Updated on June 05, 2022

Comments

Jason Whitehorn almost 2 years

In logging frameworks like log4j & log4net you have the ability to log various levels of information. Most of the levels have obvious intentions (such as what a "Debug" log is vs. a "Error"). However, one thing that I have always been timid on was classifying my logging as "Fatal".

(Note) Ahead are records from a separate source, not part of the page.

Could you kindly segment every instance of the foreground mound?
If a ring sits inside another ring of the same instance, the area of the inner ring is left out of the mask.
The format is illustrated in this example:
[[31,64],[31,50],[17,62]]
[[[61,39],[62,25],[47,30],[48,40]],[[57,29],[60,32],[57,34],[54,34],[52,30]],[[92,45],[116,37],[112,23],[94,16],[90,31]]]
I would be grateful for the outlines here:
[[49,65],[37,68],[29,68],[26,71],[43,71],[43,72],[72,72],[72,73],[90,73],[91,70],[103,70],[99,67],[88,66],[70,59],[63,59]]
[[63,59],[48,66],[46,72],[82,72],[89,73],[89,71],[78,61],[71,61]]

What type of errors are so severe that they should be classified as fatal? While this is slightly case driven, what are some of the rules-of-thumb that you use when deciding between logging an exception as fatal or just simply error?
Mitch Wheat over 15 years

Loss of network connectivity might not be fatal. It might be temporary.
Mitch Wheat over 15 years

If the application has crashed, it's a bit late to log the fact!
paxdiablo over 15 years

I meant total loss as in "not recoverable" or "took too long to recover", which is why non-fatal errors includes the intermittent version.
kevindaub over 15 years

However, you would be able to log some information about the crash.
vikingsteve over 10 years

Nice answer, but one thing - how can an application easily determine if a loss of network connectivity is temporary or fatal?
paxdiablo over 10 years

@vikingsteve, it can try periodically for x seconds (for some sensible value of x). If it recovers, it was temporary. If not, it's "permanent". That's one possibility. Or, if seven threads can communicate fine and it's just the eighth one having troubles, that too could be a non-total loss.
TestyTest about 8 years

Use Fatal in the upper ring of the exception tree, most of the time this is the try-catch block in a Main void for a Console app or the Application_Error for an ASP.NET/MVC app or a an ErrorHandler behavior in case of a WCF service. Use Error when you as programmer have full control you want to log a special faulty situation but you have a fallback path that is recoverable (for example a default value).
paxdiablo about 8 years

@Patrick, that may be good advice, I won't comment on that since it seems to me not so much a hard-and-fast rule - there may well be situations where it makes more sense to handle fatal issues locally rather than just delivering them blindly up through the hierarchy (for example, more information may be available as to what the error was at the lower levels). However, I believe it's tangential to the question which is what sorts of things should be considered fatal.